If you read this blog on occasion, chances are you have read me ramble on human companies. With so much interesting thinking on this subject, I want to try to collect some good soundbites here. Please feel free to share your own submissions as I think I’ll continue to update this post. For now, though, here are 8 reasons why human companies are winning today:
1. People are more conscious than companies
‘Brands will be built on cultural and social missions, not commercial propositions. What actually matters to people is having a point of view on the world, a cultural mission to rally around.’ (Kay)
‘What would your brand do if diagnosed with just one year to live?’ (King)
2. People are more generous than companies
‘Until brands push past messaging and start more consistently providing people with ideas, emotions, actions [and utility], they should expect the consumer to avoid eye contact and walk right by’ (King)

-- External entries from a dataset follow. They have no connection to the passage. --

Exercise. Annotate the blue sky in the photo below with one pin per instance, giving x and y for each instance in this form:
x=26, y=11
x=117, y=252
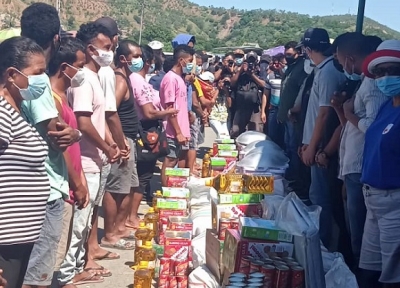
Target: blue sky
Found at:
x=384, y=11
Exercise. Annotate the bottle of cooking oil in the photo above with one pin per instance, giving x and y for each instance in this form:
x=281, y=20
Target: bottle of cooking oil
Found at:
x=148, y=254
x=142, y=278
x=151, y=220
x=142, y=234
x=156, y=195
x=205, y=170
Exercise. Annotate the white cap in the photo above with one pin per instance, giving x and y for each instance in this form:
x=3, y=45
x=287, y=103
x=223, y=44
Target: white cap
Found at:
x=207, y=76
x=156, y=45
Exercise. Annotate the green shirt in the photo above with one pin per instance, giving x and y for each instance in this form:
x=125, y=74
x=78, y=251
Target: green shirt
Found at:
x=291, y=83
x=35, y=112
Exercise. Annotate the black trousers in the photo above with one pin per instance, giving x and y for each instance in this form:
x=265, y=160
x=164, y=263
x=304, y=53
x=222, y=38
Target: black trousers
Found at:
x=14, y=261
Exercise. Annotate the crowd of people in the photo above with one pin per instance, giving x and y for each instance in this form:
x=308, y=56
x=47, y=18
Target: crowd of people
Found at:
x=84, y=119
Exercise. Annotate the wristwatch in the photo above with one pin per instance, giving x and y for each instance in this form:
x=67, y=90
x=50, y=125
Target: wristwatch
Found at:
x=79, y=135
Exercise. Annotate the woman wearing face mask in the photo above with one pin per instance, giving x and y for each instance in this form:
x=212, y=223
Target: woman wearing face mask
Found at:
x=135, y=62
x=24, y=185
x=380, y=251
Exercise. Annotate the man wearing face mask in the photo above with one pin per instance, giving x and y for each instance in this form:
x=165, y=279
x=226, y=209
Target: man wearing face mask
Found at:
x=327, y=80
x=88, y=104
x=174, y=94
x=65, y=70
x=356, y=115
x=41, y=23
x=292, y=81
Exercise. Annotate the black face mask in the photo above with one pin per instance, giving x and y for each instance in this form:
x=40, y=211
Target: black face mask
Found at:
x=290, y=59
x=337, y=65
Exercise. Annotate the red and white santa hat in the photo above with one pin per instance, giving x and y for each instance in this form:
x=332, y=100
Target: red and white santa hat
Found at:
x=387, y=51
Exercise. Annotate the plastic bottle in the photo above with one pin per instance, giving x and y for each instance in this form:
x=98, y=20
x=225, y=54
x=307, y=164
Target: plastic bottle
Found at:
x=156, y=195
x=151, y=219
x=148, y=254
x=143, y=234
x=142, y=278
x=205, y=170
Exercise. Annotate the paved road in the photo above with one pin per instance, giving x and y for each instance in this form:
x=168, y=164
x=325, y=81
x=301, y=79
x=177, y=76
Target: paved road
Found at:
x=122, y=275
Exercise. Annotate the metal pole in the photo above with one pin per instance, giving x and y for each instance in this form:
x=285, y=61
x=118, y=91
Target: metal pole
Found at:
x=141, y=24
x=360, y=15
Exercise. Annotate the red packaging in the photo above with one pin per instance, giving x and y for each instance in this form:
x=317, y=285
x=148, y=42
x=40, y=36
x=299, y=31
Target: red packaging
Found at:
x=168, y=213
x=297, y=277
x=223, y=225
x=245, y=265
x=176, y=181
x=255, y=266
x=173, y=283
x=269, y=273
x=234, y=223
x=182, y=281
x=181, y=267
x=165, y=266
x=163, y=281
x=282, y=277
x=180, y=224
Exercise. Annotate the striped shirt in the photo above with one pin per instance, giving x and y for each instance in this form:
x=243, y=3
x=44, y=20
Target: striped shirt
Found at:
x=367, y=103
x=24, y=184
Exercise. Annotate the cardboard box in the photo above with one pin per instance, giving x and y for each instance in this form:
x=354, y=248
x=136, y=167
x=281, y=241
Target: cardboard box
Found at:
x=178, y=172
x=239, y=198
x=214, y=248
x=236, y=247
x=262, y=229
x=219, y=211
x=172, y=204
x=175, y=192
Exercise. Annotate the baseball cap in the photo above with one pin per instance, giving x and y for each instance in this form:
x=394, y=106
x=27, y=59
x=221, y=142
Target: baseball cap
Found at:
x=314, y=37
x=156, y=45
x=251, y=54
x=110, y=24
x=387, y=51
x=266, y=58
x=238, y=52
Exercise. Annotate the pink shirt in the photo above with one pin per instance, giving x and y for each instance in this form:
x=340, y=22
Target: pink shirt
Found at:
x=74, y=150
x=143, y=93
x=90, y=98
x=173, y=90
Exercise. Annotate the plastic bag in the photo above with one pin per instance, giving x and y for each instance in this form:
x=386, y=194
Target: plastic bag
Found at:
x=271, y=205
x=201, y=277
x=199, y=249
x=340, y=276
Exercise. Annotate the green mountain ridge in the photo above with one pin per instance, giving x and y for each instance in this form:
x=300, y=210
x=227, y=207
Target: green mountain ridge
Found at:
x=212, y=26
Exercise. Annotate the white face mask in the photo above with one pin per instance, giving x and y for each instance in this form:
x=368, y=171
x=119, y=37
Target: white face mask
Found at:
x=104, y=59
x=78, y=79
x=308, y=67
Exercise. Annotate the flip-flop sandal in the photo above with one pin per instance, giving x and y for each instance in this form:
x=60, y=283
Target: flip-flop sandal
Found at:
x=95, y=271
x=92, y=279
x=131, y=235
x=121, y=244
x=108, y=256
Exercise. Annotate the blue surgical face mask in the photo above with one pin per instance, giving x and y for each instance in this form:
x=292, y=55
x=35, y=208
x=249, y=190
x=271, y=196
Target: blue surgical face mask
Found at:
x=152, y=68
x=136, y=65
x=198, y=70
x=37, y=84
x=188, y=68
x=239, y=61
x=389, y=85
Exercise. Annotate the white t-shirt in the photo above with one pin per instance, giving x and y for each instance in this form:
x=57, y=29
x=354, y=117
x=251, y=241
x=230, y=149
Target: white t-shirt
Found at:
x=107, y=81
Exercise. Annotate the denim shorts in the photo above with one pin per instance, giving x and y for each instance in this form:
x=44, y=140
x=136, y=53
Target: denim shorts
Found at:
x=123, y=175
x=43, y=257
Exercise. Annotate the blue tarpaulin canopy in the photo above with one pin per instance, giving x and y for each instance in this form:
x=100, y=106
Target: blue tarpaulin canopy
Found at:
x=360, y=15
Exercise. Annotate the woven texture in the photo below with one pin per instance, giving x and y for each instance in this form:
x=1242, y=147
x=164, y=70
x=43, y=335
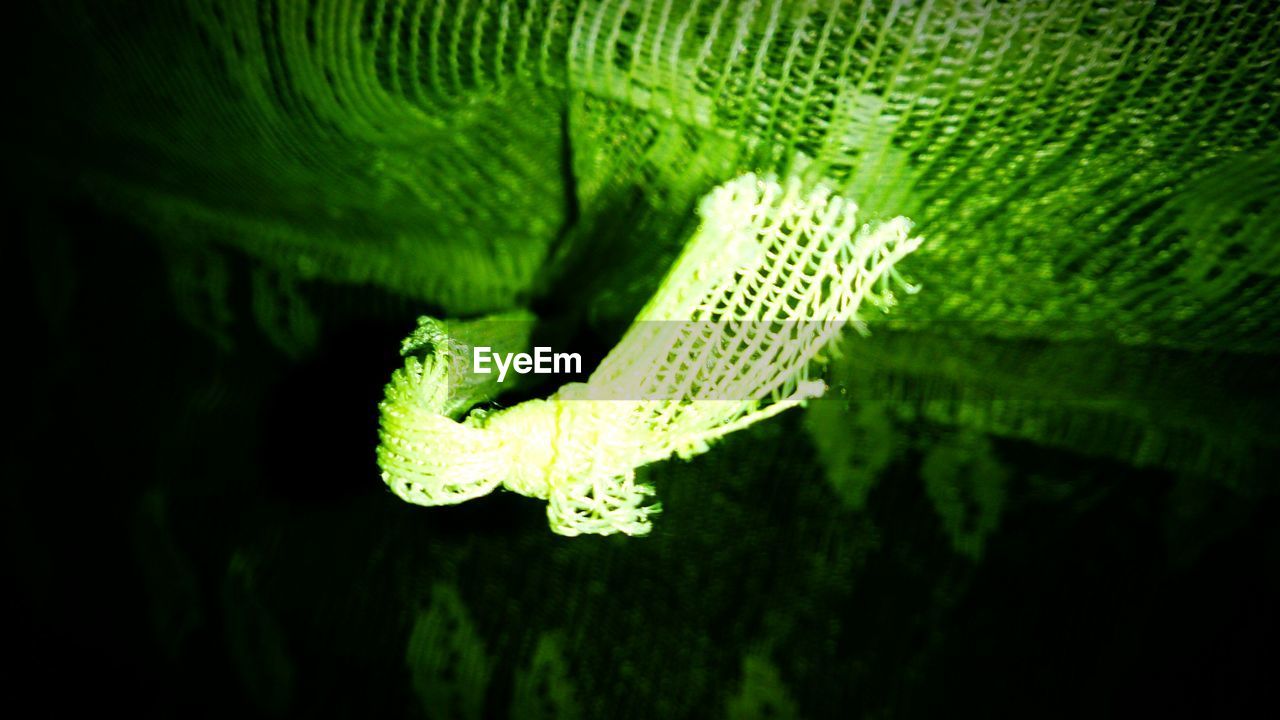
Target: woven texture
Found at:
x=1098, y=169
x=767, y=283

3. People have better stories than companies
Whereas corporate communications typically come in sporadic, repetitive campaigns, we tend to prefer ongoing stories with depth and complexity. People’s stories are more coherent and compelling – they’re made up of related smaller accounts that form an evolving narrative. (Isakson, Grant, Kay)
‘Brands live in a cultural space, and culture is far richer, deeper, complex and nuanced than 99.9% of marketing. Therefore, marketing will be more culturally interesting if it is made up of lots of coherent ideas vs consistently repeating one idea.’ (Kay)
‘If you are going to invite yourself into someone’s living room you have a duty not to shout at them or bore them or insult their intelligence. On the other hand, if you are a charming guest and you entertain them or amuse them or tell them something interesting, then they may like you a bit better and then they may be more inclined to invite you over again. (Fedwick)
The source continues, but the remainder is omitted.